How do we help a loved one who is engaging in destructive behavior and refusing assistance?
The painful truth is that we cannot always help another person. If we expect to be able to change someone else in order for us to feel better, we may be setting ourselves up for double failure.
We can help ourselves by understanding our own feelings of powerlessness and getting the support we need to manage our emotional response.
When we become less dependent upon another person’s behavior to feel that everything is OK, we will be calmer and better able to empathize with that person, who may feel powerless to change.
A person’s refusal to accept help does not mean that he is refusing to get better.
If a person refuses help, how can you say that he wants to get better?
Other factors may be at work. Imagine a young child who has just fallen. Terrified to look at his injury, he shouts that he does not need the doctor. Imagine a man addicted to drugs who rejects medicine, therapy and a rehab program because none of them helped in the past.
Many of us, when presented with risks in life, prefer the pain we know to the unknown suffering we imagine.
There are real fears behind refusals of help. The child may fear that the doctor will inflict more pain than he’s already enduring. The elderly woman may fear what is most unbearable for her — the loss of lifelong independence.
Many of us, when presented with risks in life, prefer the pain we know to the unknown suffering we imagine. Our Jewish tradition is rife with such stories. Consider the Israelites’ initial response to God’s having redeemed them from slavery in Egypt: They wanted to go back to Egypt, where at least they’d had food they enjoyed and knew what each day would bring, rather than have to depend upon God to provide manna while leading them toward an unknown land.
Current scientific research has shown that addictions produce biochemical pathways, making changing self-destructive habits extremely difficult physiologically as well as psychologically.
Our tradition teaches that change is possible. On the High Holy Days, we’re reminded how the Gates of Forgiveness remain forever open to those who truly wish to repent. Until the last moment, God is eager to welcome us no matter how many times we’ve failed.
We are told the world hangs in the balance.
Good and evil are represented as two sides of a balanced scale. As little as a feather’s worth of goodness can tip it toward redemption. This feather may not be the full achievement of change. Rather, a small effort toward goodness may sustain the world.
We shouldn’t expect success in changing the problematic behavior?
We may need to redefine what constitutes success. Rather than solving the problem, success may mean moving a person from utter despair to a semblance of hope.
Altering the outcome behavior — the problem — is often doomed unless a new way is found to alleviate the underlying pain.
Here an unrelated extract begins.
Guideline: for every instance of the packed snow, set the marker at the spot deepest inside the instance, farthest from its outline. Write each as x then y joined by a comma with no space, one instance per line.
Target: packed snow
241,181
Self-destructive behaviors serve as means of managing deeply troubling emotions.
Suppose a family member chances upon a young person who is cutting herself superficially with a razor in order to manage her pain. It’s a terribly distressing sight, and the entire family wants this behavior to stop immediately. “Don’t do that!” the family demands.
A better approach would be to encourage the suffering young person to understand her feelings and find other ways of managing them. The family might say to her, softly, “What are you feeling or thinking that is causing you to cut yourself? We don’t want you to suffer.”
In my experience, the majority of troubled people really do wish to feel better.
Most can be helped in finding less harmful ways of coping with emotional pain.
Rabbi Edythe Mencher is the Union for Reform Judaism’s caring community faculty member and a licensed clinical social worker.